Most of the staff members involved in the decisions regarding ballot rejection are not Republicans.
There are other errors besides signature discrepancies. Ballots are marked by filling in an oval. Older voters find that difficult to do. Some voters color more than one oval. Some circle one and fill in another. Some also voters mark in the wrong place, and officials must determine “voter intent.”
From example, in a 2018 Senate race Bill Nelson gained votes in Jacksonville when circles on the word “democrat” near his name were determined to be sufficient, rather than the oval being colored, per instructions.
Despite all the problems, liberals want to expend the system so that everyone votes by mail. They want ballots sent to every registered voter. They want people to collect and deliver ballots. There would be no way to adequately police such a process.
Eight years ago, a Miami grand jury recommended that Florida prohibit ballot harvesting because of the potential for fraud.

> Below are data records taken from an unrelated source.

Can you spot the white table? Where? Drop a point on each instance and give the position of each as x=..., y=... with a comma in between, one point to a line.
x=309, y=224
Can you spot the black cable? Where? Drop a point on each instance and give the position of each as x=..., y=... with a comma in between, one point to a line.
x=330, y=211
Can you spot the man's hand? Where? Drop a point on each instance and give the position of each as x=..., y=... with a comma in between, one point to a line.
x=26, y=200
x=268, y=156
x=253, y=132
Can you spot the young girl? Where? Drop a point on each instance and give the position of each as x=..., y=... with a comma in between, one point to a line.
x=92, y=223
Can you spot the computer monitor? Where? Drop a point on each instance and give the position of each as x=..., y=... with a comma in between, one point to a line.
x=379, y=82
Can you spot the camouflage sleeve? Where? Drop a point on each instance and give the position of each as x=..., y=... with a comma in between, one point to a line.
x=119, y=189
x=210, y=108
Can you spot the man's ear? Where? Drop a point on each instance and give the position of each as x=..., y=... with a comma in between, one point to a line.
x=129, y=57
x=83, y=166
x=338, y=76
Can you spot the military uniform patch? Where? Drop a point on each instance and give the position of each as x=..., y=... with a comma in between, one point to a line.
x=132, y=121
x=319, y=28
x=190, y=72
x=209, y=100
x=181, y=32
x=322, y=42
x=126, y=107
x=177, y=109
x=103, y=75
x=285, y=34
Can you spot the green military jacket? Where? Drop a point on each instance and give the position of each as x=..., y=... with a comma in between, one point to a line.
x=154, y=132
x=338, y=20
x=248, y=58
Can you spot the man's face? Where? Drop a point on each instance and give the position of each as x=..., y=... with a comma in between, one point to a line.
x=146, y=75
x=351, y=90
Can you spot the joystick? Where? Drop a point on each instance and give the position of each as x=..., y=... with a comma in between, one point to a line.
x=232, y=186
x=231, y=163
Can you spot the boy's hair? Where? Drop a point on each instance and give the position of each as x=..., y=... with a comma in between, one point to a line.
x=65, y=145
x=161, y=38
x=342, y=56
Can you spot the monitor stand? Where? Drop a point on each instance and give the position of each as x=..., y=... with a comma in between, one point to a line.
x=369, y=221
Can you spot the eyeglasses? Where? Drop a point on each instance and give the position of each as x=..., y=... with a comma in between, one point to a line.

Another problem is that the Postal Service may not get the ballot to the voter, or back in time. In the March 2020 election, ballots from the city elections of 2019 were returned in the mail, Hogan said.
The issue is rife with misinformation. In a study done for the ACLU, a liberal college professor made the claim that younger and minority voters had their absentee ballots rejected at a higher rate, which is absurd on its face because elections officials have no way of knowing the age and race of the voter when inspecting signatures.
Furthermore, the ACLU study results for Jacksonville do not match the city’s records Eye examined, which show more ballots from white voters rejected.
In the 2016 general election, 587,961 people voted, 76,007 – or 13 percent — of them by mail. Hogan estimated 2 percent present problems with signatures.
There are 636,000 people registered to vote in Jacksonville. If all voted by mail and 2 percent were troublesome, officials would have more than 12,000 votes to sort out and make judgements on, enough to sway the outcomes of many races and delay the results for weeks or months.
“Reforms” being pushed by liberal Democrats present significant threats to election integrity, and should be rejected.